Manne immédiate pour les sidérurgistes
L'impact de la politique commerciale a été immédiatement évident dans les performances du premier trimestre des sidérurgistes américains. Steel Dynamics a publié un bénéfice par action de 2,78 $ sur des ventes de 5,2 milliards de dollars, l'écart entre ses prix de l'acier fini et ses coûts de ferraille s'élargissant de 185 $ par tonne par rapport à l'année précédente. L'action de la société a bondi de 69 % au cours des 12 derniers mois, reflétant l'optimisme des investisseurs.
Ce sentiment a été partagé par Cleveland-Cliffs, dont le PDG Lourenco Goncalves a déclaré lors d'une conférence téléphonique sur les résultats le 20 avril que « l'article 232 fonctionne ». Il a noté que les importations d'acier aux États-Unis sont à leur plus bas niveau depuis 2009 et que les calendriers de production de son entreprise sont tendus alors que les équipementiers automobiles augmentent leurs commandes. Ce changement de politique s'appuie sur des tarifs mis en œuvre pour la première fois en 2025, qui ont fait passer le prix de référence de l'acier laminé à chaud de moins de 700 $ la tonne à près de 1 100 $ la tonne.

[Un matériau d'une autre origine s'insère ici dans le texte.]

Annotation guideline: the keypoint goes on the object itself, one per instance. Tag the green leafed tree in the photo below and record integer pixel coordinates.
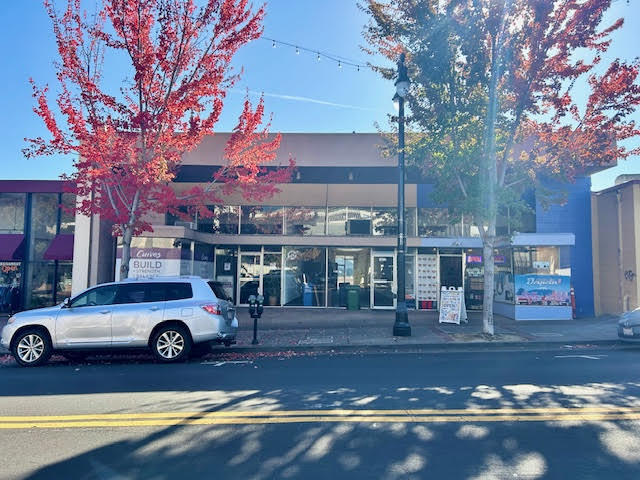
(497, 104)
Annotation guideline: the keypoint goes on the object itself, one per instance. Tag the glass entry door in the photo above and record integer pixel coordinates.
(250, 267)
(383, 279)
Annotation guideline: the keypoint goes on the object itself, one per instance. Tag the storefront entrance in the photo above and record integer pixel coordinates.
(383, 279)
(450, 270)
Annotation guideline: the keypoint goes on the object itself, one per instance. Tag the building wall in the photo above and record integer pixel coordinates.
(616, 246)
(573, 216)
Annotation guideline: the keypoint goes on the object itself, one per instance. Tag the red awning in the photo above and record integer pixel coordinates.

Un casse-tête de 500 millions de dollars pour les importateurs
Pour les entreprises dépendantes des chaînes d'approvisionnement mondiales, le tarif représente un défi financier majeur. Bombardier Produits Récréatifs (BRP), la société mère de Sea-Doo et Ski-Doo, a annoncé la suspension totale de ses prévisions financières pour 2027 en raison de cette nouvelle mesure. L'entreprise estime un coût tarifaire potentiel dépassant 500 millions de dollars pour le seul reste de l'année 2026.
La douleur financière est amplifiée par le changement de calcul des tarifs. Le système précédent appliquait un tarif de 50 % sur la valeur du contenu métallique uniquement. La nouvelle règle applique un tarif de 25 % sur la valeur totale du véhicule importé, un changement que l'annonce de BRP souligne comme une escalade financière significative. Cela démontre le coût direct répercuté sur les fabricants, qui pourrait éventuellement se traduire par des prix plus élevés pour les consommateurs.

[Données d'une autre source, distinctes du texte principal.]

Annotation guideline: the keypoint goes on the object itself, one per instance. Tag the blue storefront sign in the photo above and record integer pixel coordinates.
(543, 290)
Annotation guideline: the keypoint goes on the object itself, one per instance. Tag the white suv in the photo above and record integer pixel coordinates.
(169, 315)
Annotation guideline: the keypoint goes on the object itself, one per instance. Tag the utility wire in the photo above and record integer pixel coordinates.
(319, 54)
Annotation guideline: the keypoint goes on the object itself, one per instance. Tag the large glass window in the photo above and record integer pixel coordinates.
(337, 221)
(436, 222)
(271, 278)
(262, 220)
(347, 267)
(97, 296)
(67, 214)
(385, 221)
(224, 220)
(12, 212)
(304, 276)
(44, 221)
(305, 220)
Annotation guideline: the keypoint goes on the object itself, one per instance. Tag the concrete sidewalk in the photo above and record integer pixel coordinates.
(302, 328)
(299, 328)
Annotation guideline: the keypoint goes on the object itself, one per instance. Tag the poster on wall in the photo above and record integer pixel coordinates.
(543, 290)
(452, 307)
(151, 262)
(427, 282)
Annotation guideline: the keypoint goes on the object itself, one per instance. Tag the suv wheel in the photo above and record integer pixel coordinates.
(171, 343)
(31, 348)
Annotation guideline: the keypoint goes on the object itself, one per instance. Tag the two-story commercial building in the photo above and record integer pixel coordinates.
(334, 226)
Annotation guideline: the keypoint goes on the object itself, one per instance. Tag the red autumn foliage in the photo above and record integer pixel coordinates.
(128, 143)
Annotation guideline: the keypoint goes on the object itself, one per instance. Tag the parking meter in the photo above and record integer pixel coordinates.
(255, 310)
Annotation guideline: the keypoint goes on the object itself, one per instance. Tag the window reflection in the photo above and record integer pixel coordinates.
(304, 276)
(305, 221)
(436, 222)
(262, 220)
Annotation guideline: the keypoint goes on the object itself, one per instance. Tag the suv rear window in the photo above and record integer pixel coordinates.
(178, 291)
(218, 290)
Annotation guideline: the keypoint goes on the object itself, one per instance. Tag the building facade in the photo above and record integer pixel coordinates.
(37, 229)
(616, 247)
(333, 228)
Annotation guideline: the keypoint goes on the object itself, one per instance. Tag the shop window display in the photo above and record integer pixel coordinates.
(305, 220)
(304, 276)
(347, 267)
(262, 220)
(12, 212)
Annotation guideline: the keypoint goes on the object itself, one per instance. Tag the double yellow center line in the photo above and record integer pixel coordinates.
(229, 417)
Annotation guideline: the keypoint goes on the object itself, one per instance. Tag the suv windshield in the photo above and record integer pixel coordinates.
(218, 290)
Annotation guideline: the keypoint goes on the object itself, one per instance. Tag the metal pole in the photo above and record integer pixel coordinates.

Forteresse Amérique du Nord et virage vers l'acier
La politique commerciale semble accélérer un réalignement stratégique de l'industrie manufacturière, baptisé « Forteresse Amérique du Nord » par le PDG de Cleveland-Cliffs. L'objectif affiché est de renforcer les chaînes d'approvisionnement nationales et de réduire la dépendance à l'acier étranger, désormais considéré non seulement comme soumis aux tarifs, mais aussi structurellement plus coûteux en raison des frais de transport et des risques géopolitiques.

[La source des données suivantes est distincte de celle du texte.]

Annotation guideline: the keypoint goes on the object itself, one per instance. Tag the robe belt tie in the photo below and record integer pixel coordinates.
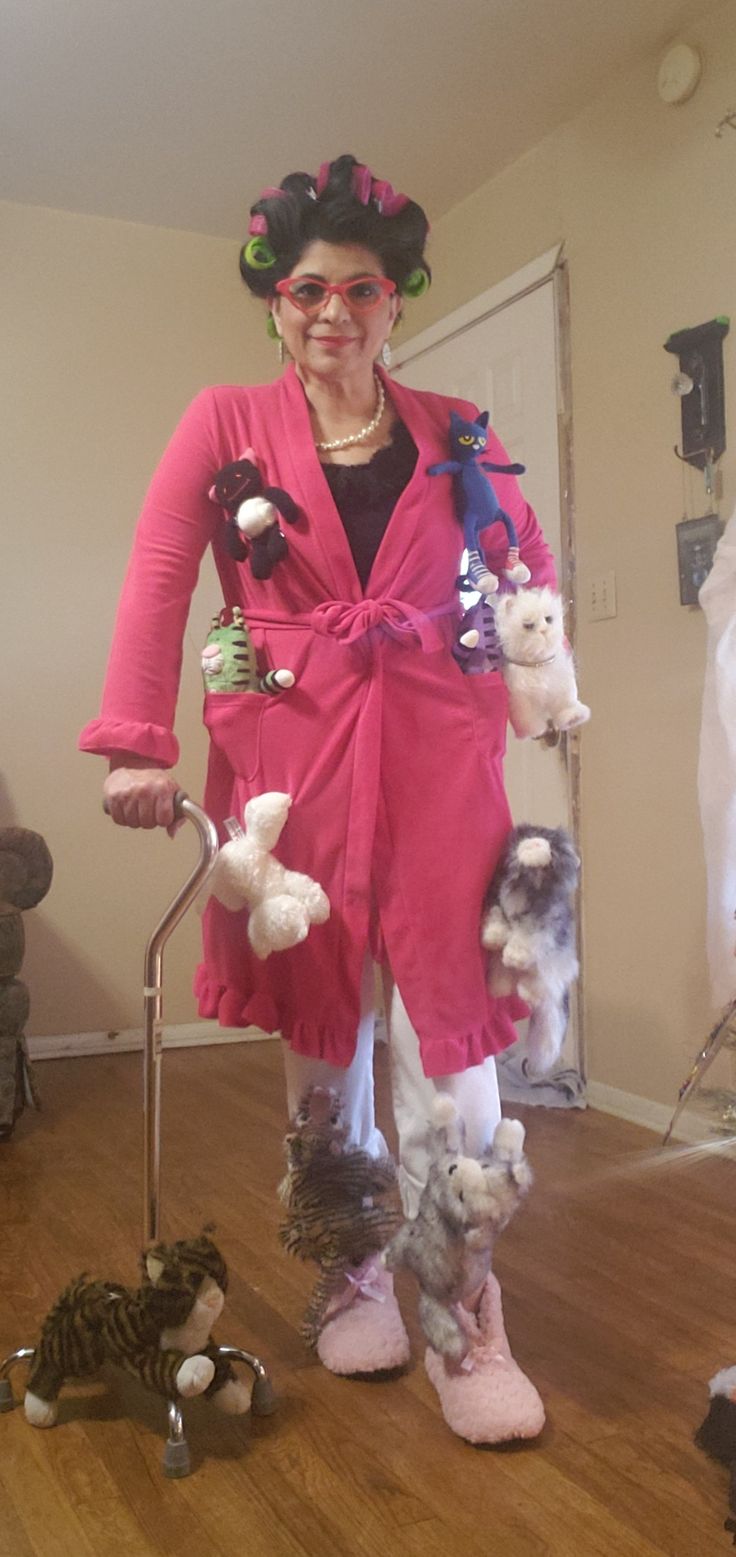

Une conséquence clé est le passage notable de l'aluminium à l'acier. Goncalves a noté lors de sa conférence sur les résultats qu'il n'avait « jamais vu autant d'élan » pour substituer l'acier à l'aluminium, non seulement dans le secteur automobile mais aussi dans les produits de construction et l'électroménager. Les équipementiers automobiles, privilégiant la certitude d'approvisionnement et le coût total, réorganiseraient leurs produits pour utiliser de l'acier dans des composants auparavant en aluminium, une tendance qui profite davantage aux producteurs domestiques comme Cleveland-Cliffs.